Proof. First establish the equivalence of the assumptions. Recall that $$d^2=\partial^2=\bar\partial^2=0$$, where $$d=\partial+\bar\partial$$, and therefore $$\bar\partial\partial=-\partial\bar\partial$$. If $$\eta = d\alpha$$ then there exist forms $$\beta \in A^{1,0}, \gamma\in A^{0,1}$$ such that $$\eta = \partial\beta + \bar\partial\gamma$$ and $$\bar\partial\beta=\partial\gamma=0$$. Then $$\partial(\eta) = \partial^2 \beta + \partial\bar\partial\gamma=-\bar\partial\partial\gamma=0$$. Similarly for $$\bar\partial\eta$$. Apply PDG and $$\partial$$-PDG to get $$\partial$$ and $$\bar\partial$$-exactness of $$\eta$$.

By Poincaré-Dolbeault-Grothendieck lemma, there exists a form $$\alpha \in A^{1,0}$$ such tha $$\bar\partial\alpha=0$$. Deduce $$\bar\partial\partial \alpha = -\partial\bar\partial \alpha=-\partial \eta = 0$$.

Therefore $$\partial\alpha$$ is a closed form: $$(\partial + \bar\partial)\alpha = \partial^2 \alpha + \bar\partial\alpha=0$$. By Poincar'e lemma, there exists a form $$\alpha'$$ such that $$d\alpha' = \partial\alpha' + \bar\partial\alpha = \partial\alpha$$. By grading considerations, $$\bar\partial\alpha = 0$$.

Consider the form $$\beta = \alpha - \alpha' \in A^{1,0}$$. Then $$\partial\beta = \partial\alpha - \partial\alpha' = 0$$ and $$\bar\partial\beta = \bar\partial\alpha - \bar\partial\alpha' = \eta$$. By $$\partial$$-PDG, there exists a function $$\psi$$ such that $$\partial\psi = \beta$$, so $$\bar\partial\partial\psi=\eta$$. Put $$\chi=-i\psi$$. $$\square$$

Interestingly, this statement is true globally, i.e. for global $$(p,q)$$-forms on a manifold $$M$$, if the manifold is Kähler.

Lemma (global $$dd^c$$ lemma).
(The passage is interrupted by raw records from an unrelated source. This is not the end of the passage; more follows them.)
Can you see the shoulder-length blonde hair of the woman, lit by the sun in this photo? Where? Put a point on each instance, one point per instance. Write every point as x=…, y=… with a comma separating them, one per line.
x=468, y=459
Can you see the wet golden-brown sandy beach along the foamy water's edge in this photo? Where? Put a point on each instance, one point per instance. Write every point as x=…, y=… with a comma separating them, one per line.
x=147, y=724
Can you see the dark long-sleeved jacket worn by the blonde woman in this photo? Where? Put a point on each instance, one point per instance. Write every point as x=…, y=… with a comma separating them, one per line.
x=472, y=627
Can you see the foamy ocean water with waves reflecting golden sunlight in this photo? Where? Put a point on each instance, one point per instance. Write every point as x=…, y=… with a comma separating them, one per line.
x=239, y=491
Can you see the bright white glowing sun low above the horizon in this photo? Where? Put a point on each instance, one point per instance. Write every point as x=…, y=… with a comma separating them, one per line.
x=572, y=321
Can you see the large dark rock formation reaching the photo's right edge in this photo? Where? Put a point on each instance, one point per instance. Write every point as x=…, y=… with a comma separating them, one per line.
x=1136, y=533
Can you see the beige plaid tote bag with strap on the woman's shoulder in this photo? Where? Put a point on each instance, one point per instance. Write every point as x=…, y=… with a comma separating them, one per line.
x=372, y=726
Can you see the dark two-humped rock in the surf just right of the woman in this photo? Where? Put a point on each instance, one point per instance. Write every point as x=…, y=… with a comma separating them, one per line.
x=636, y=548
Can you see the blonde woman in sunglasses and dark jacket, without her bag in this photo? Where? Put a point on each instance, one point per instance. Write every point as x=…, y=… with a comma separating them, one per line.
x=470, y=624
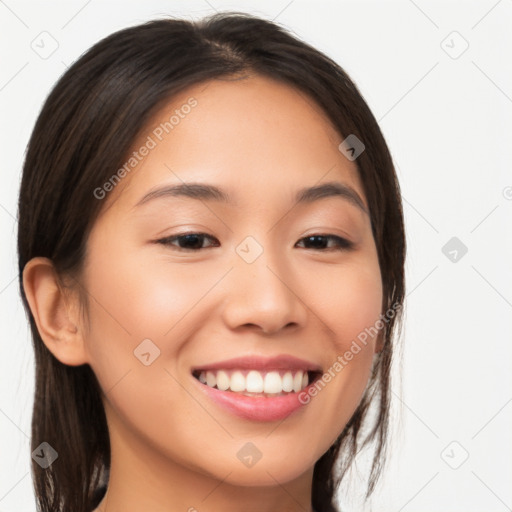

Let $$\alpha$$ be a form on a Kähler manifold, and assume that $$\eta$$ is either $$d$$-, $$\partial$$- or $$\bar\partial$$-exact. Then $$\alpha$$ is $$dd^c$$-exact (or, which is the same, $$\partial\bar\partial$$-exact).

This result is not as trivial, and requires Hodge theory.